Thursday, September 26, 2024

THIS! AIN'T! SPARTA!

Indiana National Guard troops are heading out for a deployment to Kuwait in support of Operation Spartan Shield, described in press release boilerplate as "the United States' operation to strengthen defense relationships and build partner capacity through leader engagements, multinational exercises and response planning."

I dunno about you, but I've kinda come down with a case of Sparta Burnout. They had really good PR, not only in some surviving ancient histories, but in modern tongue baths from sources as diverse as Steven Pressfield and Frank Miller.

Don't get me wrong, Gates of Fire and 300 are great entertainment, but they are anything but historically accurate. The reputation of Spartan military prowess is vastly inflated by Laconaboos.

This piece by historian Bret Devereaux is worth the read...
To start with, the Spartan reputation for military excellence turns out to be, on closer inspection, mostly a mirage. Despite Sparta’s reputation for superior fighting, Spartan armies were as likely to lose battles as to win them, especially against peer opponents such as other Greek city-states. Sparta defeated Athens in the Peloponnesian War—but only by accepting Persian money to do it, reopening the door to Persian influence in the Aegean, which Greek victories at Plataea and Salamis nearly a century early had closed. Famous Spartan victories at Plataea and Mantinea were matched by consequential defeats at Pylos, Arginusae, and ultimately Leuctra. That last defeat at Leuctra, delivered by Thebes a mere 33 years after Sparta’s triumph over Athens, broke the back of Spartan power permanently, reducing Sparta to the status of a second-class power from which it never recovered.

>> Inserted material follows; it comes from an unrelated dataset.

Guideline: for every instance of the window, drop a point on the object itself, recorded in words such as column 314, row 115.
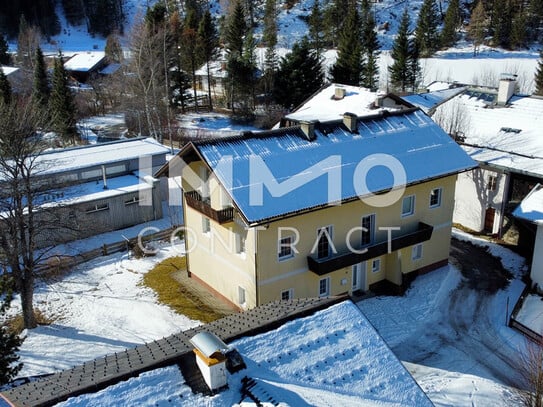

Sparta was one of the largest Greek city-states in the classical period, yet it struggled to achieve meaningful political objectives; the result of Spartan arms abroad was mostly failure. Sparta was particularly poor at logistics; while Athens could maintain armies across the Eastern Mediterranean, Sparta repeatedly struggled to keep an army in the field even within Greece. Indeed, Sparta spent the entirety of the initial phase of the Peloponnesian War, the Archidamian War (431-421 B.C.), failing to solve the basic logistical problem of operating long term in Attica, less than 150 miles overland from Sparta and just a few days on foot from the nearest friendly major port and market, Corinth.